TerrorismAl-Qaida, Islamic State Group Struggle for Recruits

By Charles Kurzman

Published 21 September 2021

As strange as it may sound, revolutionary Islamist groups suffer from recruitment problems as any other organization does. My research on Islamist terrorism has found that al-Qaida and its rival offshoot, the Islamic State group, have long had chronic difficulties replenishing their ranks.

Al-Qaida was planning two sets of terrorist attacks on the United States in 2001. On Sept. 11, 2021, as Americans commemorate and mourn the lives lost that Tuesday morning 20 years ago, it is important to remember the second plot as well – the attacks that didn’t happen.

Khalid Sheikh Mohammed, the organizer of the 9/11 operation, originally envisioned simultaneous attacks on the East Coast and the West Coast of the United States. He bragged about having had dozens of recruits to choose from.

But the numbers were smaller than he expected. Several people dropped out of the plot and could not be replaced. Ultimately al-Qaida could find only 19 sufficiently trained militants who were willing to die for the cause. As a result, the West Coast plot had to be canceled.

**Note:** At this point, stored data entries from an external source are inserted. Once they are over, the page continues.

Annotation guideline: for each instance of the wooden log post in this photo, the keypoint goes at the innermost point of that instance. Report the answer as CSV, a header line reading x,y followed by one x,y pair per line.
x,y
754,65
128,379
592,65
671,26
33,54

As strange as it may sound, revolutionary Islamist groups suffer from recruitment problems as any other organization does. My research on Islamist terrorism has found that al-Qaida and its rival offshoot, the Islamic State group, have long had chronic difficulties replenishing their ranks.

These groups complain about their recruitment problems frequently. “We are most amazed that the community of Islam is still asleep and heedless while its children are being wiped out and killed everywhere and its land is being diminished every day,” al-Qaida wrote in one of its online publications in 2004. It is a sentiment that the group has repeated over many years.

The Islamic State group has also expressed disappointment in Muslims’ lack of militancy. In June 2017, for example, it published an article in an online magazine criticizing Muslims who “drag the tail of shame” by remaining “safe in your homes, secure with your families and wealth” instead of joining the revolutionary movement. The problem, according to a November 2017 article in the Islamic State’s online daily newspaper, is “love of life and hatred of death,” a “disease of weakness whose final result will be the supremacy of the enemy over the Muslims.”

Democracy, Not Revolution
Love of life is only one of the militants’ recruitment problems.

According to social science surveys, the bulk of the world’s 1.8 billion Muslims find these groups abhorrent. Most Muslims support policies that encourage or enforce Islamic piety, but they don’t support revolutionary violence. A large majority of Muslims support democratic elections, which the revolutionaries consider un-Islamic.